2 1. Der Kläger ist als Feuerwehrbeamter der Beklagten in deren Lösch-, Hilfeleistungs- und Rettungsdienst tätig. Die regelmäßige Arbeitszeit für diesen Dienst war bis 31. März 2007 auf 56 Wochenstunden festgesetzt. Der Kläger macht Ausgleichsansprüche geltend, weil er mehr als die zulässigen 48 Wochenstunden Dienst geleistet hat. Das Oberverwaltungsgericht hat die Beklagte verurteilt, ihm für die Zuvielarbeit von acht Wochenstunden im Zeitraum vom 1. März 2004 bis 31. März 2007 mit Ausnahme der Zeiten seiner Freistellung als Personalratsmitglied Freizeitausgleich von 15,45 Stunden pro Monat zu gewähren. Eine wöchentliche Arbeitszeit von 56 Stunden verstoße gegen das Arbeitszeitrecht der Europäischen Union, das für Feuerwehrleute eine Arbeitszeit von höchstens 48 Stunden pro Woche zulasse. Zur Arbeitszeit gehörten auch die inaktiven Dienstzeiten, d.h. die Zeiten, in denen die Feuerwehrleute während ihrer Arbeitsschicht auf der Feuerwache auf Einsätze warteten. Die Zuvielarbeit des Klägers müsse nach dem Grundsatz von Treu und Glauben und einer daran orientierten entsprechenden Anwendung der Regelung über den Ausgleich von Mehrarbeit gemäß § 71 Abs. 4 Satz 2 BremBG durch Dienstbefreiung (Freizeitausgleich) abgegolten werden. Auf der Grundlage von 46 Arbeitswochen im Jahr ergebe sich ein Monatswert von 30,67 Stunden Zuvielarbeit. Hiervon seien 10,22 Stunden abzuziehen, weil die inaktiven Dienstzeiten für den Umfang der Dienstbefreiung nur zur Hälfte zu berücksichtigen seien. Weitere fünf Arbeitsstunden seien entsprechend der Verpflichtung zur Leistung von Mehrarbeit ohne Ausgleich gemäß § 71 Abs. 4 Satz 2 BremBG abzuziehen.
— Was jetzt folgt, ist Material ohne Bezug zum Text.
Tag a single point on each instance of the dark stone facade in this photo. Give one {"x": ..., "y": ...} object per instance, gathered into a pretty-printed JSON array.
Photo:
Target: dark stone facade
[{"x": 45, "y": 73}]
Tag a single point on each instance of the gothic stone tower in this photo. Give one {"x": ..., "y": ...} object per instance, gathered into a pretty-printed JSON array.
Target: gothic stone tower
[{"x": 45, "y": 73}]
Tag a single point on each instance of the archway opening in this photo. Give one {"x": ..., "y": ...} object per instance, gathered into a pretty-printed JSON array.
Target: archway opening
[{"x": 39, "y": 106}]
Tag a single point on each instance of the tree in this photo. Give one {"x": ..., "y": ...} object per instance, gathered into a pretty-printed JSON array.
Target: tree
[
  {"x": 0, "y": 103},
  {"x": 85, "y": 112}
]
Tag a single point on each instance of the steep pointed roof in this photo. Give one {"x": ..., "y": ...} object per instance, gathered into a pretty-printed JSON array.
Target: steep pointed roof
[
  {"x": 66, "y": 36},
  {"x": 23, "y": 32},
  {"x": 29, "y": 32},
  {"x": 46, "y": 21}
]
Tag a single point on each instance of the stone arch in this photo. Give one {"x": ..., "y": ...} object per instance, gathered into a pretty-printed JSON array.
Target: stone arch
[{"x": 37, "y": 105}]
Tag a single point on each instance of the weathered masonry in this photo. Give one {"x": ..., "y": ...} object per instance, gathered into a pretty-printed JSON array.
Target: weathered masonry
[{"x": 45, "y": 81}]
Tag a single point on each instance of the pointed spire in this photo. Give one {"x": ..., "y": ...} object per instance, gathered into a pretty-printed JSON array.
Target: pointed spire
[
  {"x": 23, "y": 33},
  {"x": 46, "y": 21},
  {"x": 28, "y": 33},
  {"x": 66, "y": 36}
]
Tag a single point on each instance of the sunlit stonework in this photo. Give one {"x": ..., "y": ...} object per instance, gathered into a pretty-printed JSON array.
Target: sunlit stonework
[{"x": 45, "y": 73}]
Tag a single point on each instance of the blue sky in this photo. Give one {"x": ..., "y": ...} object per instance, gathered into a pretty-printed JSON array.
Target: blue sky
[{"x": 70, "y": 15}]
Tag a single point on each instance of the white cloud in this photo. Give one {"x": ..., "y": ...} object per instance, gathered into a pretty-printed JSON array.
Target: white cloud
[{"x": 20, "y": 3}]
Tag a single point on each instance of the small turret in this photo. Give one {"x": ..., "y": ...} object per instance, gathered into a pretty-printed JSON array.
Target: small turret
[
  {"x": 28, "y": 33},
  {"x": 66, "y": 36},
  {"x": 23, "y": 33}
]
3 2. Mit ihrer Beschwerde wirft die Beklagte die Frage als rechtsgrundsätzlich bedeutsam auf,
ob für die nach dem Grundsatz von Treu und Glauben vorzunehmende Ermittlung des Anspruchs auf Freizeitausgleich eine pauschalierte Betrachtung auch dann als angemessen anzusehen ist, wenn diese den betroffenen Beamten gegenüber einer konkreten Ermittlung der Dienstzeiten in einem erheblichen Umfang einseitig bevorzugt, oder ob dem Dienstherrn für die Ermittlung des zu gewährenden Freizeitausgleichs im Rahmen des pflichtgemäßen Ermessens eine Wahlmöglichkeit zuzuerkennen ist.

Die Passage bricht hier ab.